5 May


European data is weaker again

Gold dipped below $1,900

Markets await Fed’s meeting


U.S. Dollar

The dollar hit a five-year high yesterday as market participants await the Federal Reserve next week which is expected to hike rates. Meanwhile, the euro weakened on growth concerns after Russia cut off gas supplies to parts of the region.

The Fed is expected to increase rates by 50 basis points at its May 3-4 meeting and in June and July. Additionally, the greenback has also benefited from global growth concerns as Europe struggles with the fallout from Russia’s invasion of Ukraine and China enacts lockdowns in a bid to stem the spread of COVID-19.


The euro fell 0.83% to $1.0549 reaching its weakest since March 2017. The common currency has fallen 4.7% so far in April and is set for its worst monthly loss in more than seven years.

Furthermore, on Wednesday, Germany’s economy ministry cut its economic growth forecast for 2022 to 2.2% from its late January prediction of 3.6% growth this year. Also, French consumer confidence fell more than expected in April.

Japanese Yen (USDJPY)

The stronger dollar also blunted an attempted bounce for the yen, which had seen some support from safety flows and positioning for the risk of a policy shift.

The yen last traded at 128.09 per dollar, after hitting a 20-year low of 129.4 last week. Investors anticipate if the Bank of Japan will make any changes to its yield curve control policy to stem yen weakness when it concludes its two-day meeting on Thursday.

Australian Dollar (AUDUSD)

The Australian dollar touched its lowest level since February but caught some wind after Australian consumer prices surged at their fastest annual pace in two decades, spurring speculation that interest rates could be lifted from record lows as soon as next week. The Aussie was up 0.08% at $0.7131.


U. S. Indices

U.S. stocks rebounded on Wednesday as a strong earnings report from Microsoft late Tuesday helped stop the rout in technology stocks.

The Dow Jones Industrial Average rose 0.6%, while the S&P 500 was up 0.7% and the NASDAQ Composite was up 0.7%.

Tech stocks tumbled 4% on Tuesday as fears of a global economic slowdown gripped the market, dragging the Nasdaq to its lowest level since 2020.

Asian Indices

Asia Pacific stocks were mostly up during the early trades as China pledged further economic support. Hong Kong’s Hang Seng Index gained 0.51% while China’s Shanghai Composite was up 0.49%.

Chinese stocks traded in the U.S. also rose to their highest level since early April 2022, after China’s State Council pledged at its latest meeting to stabilize employment.

Japan’s Nikkei 225 gained 0.62% with industrial production increasing 0.3% month-on-month and retail sales rising 0.9% year-on-year in March 2022. The S&P/ASX 200 rose 0.92%, as Australia released retail sales figures earlier in the day.


Gold futures gained 0.56% to $1,878.10 after hitting their lowest price in two months.  Gold has been holding very well above $1,900 but falls under pressure from the expectations of the U.S. Federal Reserve to raise interest rates by 50 basis points in the following week.

According to the World Gold Council, Global demand for gold surged in the first quarter of 2022 to the highest in over three years, driven by investors worried about the war in Ukraine and inflationary pressures.

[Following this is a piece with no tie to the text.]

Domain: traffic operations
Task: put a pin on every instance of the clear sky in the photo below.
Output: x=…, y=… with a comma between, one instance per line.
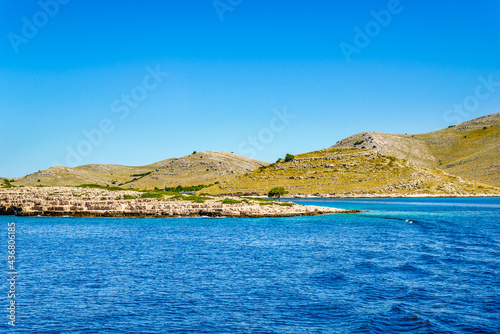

Similarly, silver inched down 0.1% and platinum eased 0.4% to $914.17, while palladium jumped 1.2%.

Crude Oil

Oil prices rose for the second day in a row on Wednesday after data showed weekly consumption of fuels in the United States offset builds in crude.

A soaring dollar capped the market’s gains. China’s grappling with new coronavirus cases also clouded the economic outlook for the world’s biggest importer of crude oil. Brent crude settled up 0.3%, at $105.32 a barrel.

Meanwhile, West Texas Intermediate (WTI) settled up 0.3% at $102.02 per barrel and WTI rose 3.2% on Tuesday, after a 2% slide in the previous session took the U.S. crude benchmark to a two-week low of $95.28.